The Uncommon Quality of Notre Dame
Many will have been surprised to learn that a Gothic cathedral can burn. But as the recent destruction of the Glasgow School of Art reminds me, there is a great deal of combustible material in a masonry building. We think of the great Gothic cathedrals, with their slender flying buttresses, as essays in stone construction, but they were always capped by steep timber roofs. These used to burn from time to time before Benjamin Franklin invented the lightning rod, but as late as 1836 Chartres Cathedral lost its roof (which was replaced with one of the first iron trusses).
Exceptional Homogeneity in Its Patchwork Architecture
The building of a Gothic cathedral took centuries, not years, and most are a patchwork of different styles by different architects. But Notre Dame had an unusual degree of unity. Begun in 1163 and not completed until about 1250, it had at least three different designers, each of whom worked to maintain its spatial and rhythmic clarity.

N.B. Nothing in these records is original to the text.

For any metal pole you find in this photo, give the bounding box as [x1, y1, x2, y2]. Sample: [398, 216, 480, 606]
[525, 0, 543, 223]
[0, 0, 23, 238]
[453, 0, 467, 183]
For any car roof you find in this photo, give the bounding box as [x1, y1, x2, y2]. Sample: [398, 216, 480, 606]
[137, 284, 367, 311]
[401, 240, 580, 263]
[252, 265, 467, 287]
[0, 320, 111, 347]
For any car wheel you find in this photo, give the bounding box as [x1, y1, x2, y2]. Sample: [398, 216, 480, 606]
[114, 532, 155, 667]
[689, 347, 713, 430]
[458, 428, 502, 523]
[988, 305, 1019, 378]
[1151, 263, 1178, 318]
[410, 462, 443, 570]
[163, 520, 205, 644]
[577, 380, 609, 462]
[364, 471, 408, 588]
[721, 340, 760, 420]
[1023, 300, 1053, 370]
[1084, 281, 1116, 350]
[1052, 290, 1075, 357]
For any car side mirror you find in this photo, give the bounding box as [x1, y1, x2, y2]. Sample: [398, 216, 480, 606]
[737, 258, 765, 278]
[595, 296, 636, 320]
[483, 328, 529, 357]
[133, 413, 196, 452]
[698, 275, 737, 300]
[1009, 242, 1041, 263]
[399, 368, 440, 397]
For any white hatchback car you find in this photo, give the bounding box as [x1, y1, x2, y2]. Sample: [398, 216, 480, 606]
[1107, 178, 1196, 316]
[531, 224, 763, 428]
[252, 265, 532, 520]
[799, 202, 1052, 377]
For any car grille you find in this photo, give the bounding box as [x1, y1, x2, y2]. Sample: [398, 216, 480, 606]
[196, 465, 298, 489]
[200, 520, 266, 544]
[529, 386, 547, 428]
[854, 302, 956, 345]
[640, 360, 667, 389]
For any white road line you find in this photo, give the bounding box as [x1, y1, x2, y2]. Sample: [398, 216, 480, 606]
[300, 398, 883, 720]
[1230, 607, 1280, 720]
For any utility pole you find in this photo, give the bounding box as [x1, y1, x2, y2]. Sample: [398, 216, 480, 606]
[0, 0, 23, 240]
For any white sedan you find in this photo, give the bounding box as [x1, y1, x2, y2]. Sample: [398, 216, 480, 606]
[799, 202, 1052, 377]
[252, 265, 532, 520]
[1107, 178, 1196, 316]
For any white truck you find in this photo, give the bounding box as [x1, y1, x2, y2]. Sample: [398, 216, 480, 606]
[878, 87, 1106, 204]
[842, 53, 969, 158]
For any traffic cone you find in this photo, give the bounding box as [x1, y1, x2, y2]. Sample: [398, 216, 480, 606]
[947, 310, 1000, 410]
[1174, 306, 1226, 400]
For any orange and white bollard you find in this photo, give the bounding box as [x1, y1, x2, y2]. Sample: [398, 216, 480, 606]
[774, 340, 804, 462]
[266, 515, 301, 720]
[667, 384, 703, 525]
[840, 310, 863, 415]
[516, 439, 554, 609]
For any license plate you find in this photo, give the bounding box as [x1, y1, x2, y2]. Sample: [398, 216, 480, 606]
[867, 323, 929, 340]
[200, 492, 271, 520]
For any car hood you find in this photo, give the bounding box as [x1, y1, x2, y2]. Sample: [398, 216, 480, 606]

And although its construction spanned the muscular Early Gothic to the graceful High Gothic, its design is one of exceptional homogeneity.
Notre Dame the Focus of Mob Violence
During the French Revolution it was the focus of mob violence, and the great Gallery of Kings above its west facade was thrown down (in the mistaken belief that these were French, not biblical kings). By this time, much of the stained glass had been removed and replaced with clear glass in the name of brightening the interior. In the wake of its revolutionary secularization, the cathedral was desperately in need of restoration. Help came in the form of literature in 1831, when Victor Hugo wrote his “The Hunchback of Notre-Dame,” which in French is named after the cathedral, “Notre-Dame de Paris.” The novel aroused a swell of public sentiment for the ravaged building.
The Eiffel Tower a Child of Notre Dame
What has been lost is more than just a great building. Like the Eiffel Tower, Notre Dame was the symbol not just of Paris but all of France. And like the Eiffel Tower, it was a statement of proud and soaring ambition expressed in the most progressive technology available. In a sense, the Eiffel Tower is itself a child of Notre Dame, concentrating its weight on delicate iron girders just as the cathedral directed its stresses onto its exquisitely tapered flying buttresses.